Saturday, February 11, 2012

Layer Juggling

Consider:
  1. vim windows (Ctrl+W{w, W, h, j, k, l, ...})
  2. vim tabs (gt, gT, :tab, ...)
  3. screen session (Ctrl+Z ...) [because I liked Ctrl+A as beginning-of-line]
  4. terminal window tabs (Ctrl+{PageUp, PageDown, Shift+PageUp, Shift+PageDown, ...})
  5. application windows, e.g. other terminals (Alt+`, Alt+Shift+`) [a distinction newly required in Unity and Gnome-Shell’s defaults]
  6. other applications (Alt+Tab, Alt+Shift+Tab) [may include all workspaces]
  7. other workspaces (Ctrl+Alt+{↑, ↓} for gnome-shell and Unity, additionally Ctrl+Alt+{←, →} for Unity; also with Shift to drag a window with you)
My setup of Windows at work doesn’t have layers 4, 5, or 7, and it’s still too many to handle effectively.  Even if the command is right for the intent, the wrong result can still happen, for instance when I go to change window in vim and firefox closes a tab or two because it had the keyboard focus.

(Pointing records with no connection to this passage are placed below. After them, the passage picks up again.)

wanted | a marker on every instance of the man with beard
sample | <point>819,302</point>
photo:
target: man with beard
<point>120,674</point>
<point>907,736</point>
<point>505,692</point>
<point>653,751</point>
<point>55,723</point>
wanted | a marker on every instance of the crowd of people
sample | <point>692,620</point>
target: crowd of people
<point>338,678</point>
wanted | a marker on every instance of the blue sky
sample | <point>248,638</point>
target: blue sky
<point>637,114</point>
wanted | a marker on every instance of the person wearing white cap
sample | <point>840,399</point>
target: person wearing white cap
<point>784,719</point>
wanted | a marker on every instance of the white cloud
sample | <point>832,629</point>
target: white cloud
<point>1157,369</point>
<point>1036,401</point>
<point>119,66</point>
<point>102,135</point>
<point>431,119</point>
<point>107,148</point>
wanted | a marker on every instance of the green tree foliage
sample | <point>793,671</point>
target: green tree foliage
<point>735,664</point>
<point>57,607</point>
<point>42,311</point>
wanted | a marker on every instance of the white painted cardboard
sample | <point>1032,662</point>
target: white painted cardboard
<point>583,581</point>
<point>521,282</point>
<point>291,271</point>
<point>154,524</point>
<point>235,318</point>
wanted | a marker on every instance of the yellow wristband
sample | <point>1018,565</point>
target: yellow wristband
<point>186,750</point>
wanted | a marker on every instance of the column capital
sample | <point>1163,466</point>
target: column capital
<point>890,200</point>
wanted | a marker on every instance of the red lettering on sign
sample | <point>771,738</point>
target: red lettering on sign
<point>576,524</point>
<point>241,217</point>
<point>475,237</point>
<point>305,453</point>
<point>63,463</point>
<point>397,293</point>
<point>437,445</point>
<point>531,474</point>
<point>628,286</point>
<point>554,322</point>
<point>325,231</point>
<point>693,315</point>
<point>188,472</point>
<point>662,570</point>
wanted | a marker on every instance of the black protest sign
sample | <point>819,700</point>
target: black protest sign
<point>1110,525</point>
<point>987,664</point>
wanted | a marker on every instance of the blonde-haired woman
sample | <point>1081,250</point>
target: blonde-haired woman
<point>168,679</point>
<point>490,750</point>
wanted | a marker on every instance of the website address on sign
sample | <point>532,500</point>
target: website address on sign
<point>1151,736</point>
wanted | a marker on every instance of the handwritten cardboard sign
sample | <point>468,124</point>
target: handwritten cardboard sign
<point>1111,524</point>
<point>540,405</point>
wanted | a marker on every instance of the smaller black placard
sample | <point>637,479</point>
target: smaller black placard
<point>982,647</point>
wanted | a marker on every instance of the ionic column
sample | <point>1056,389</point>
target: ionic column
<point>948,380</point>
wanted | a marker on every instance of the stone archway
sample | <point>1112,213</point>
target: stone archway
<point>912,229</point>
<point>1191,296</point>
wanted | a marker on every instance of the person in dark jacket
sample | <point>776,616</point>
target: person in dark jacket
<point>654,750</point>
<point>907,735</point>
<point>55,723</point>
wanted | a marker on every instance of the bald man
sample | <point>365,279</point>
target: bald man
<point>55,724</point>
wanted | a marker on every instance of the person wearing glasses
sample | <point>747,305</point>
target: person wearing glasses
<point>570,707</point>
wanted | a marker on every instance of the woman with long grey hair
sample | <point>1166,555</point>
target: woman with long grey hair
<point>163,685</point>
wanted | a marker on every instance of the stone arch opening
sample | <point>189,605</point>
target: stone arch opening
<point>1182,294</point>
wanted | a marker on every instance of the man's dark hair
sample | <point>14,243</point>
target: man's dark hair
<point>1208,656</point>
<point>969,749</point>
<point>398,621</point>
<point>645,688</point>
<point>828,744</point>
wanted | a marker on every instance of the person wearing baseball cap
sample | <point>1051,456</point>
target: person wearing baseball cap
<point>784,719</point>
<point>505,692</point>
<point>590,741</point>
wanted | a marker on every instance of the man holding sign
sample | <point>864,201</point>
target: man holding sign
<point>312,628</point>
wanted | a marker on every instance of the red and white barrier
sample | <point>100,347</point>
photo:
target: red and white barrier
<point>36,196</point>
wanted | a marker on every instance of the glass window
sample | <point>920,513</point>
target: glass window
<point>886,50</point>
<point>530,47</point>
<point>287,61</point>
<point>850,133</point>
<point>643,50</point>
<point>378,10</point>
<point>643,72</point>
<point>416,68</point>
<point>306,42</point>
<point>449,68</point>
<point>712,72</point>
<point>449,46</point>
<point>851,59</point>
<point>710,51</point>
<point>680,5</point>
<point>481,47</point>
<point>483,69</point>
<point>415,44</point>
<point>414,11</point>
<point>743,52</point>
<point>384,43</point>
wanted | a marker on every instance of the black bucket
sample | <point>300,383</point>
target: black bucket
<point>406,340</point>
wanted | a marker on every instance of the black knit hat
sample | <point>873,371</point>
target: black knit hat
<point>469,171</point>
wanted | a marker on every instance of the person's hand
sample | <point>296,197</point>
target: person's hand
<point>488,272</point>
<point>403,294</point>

I get layers 2 and 3 mixed up so frequently that I typically only have tabs open in vim for a wide-ranging interface change inside my code, where I need to update model, validation, and view/controller all at once.  Each of those scopes gets a tab, and the tab is split into windows for each affected file of that particular scope.  If I have to muck around in more than two different layers at once, it gets extremely error-prone.

I think this is the reason people try to do everything inside emacs: if it’s run within a single frame, which I boldly claim is the common case, it combines layers 1 through 4 into a common framework, and leaves only layer 6 as important on the desktop.  You don’t need workspaces to tame a sprawling collection of windows anymore, because most of them are inside emacs.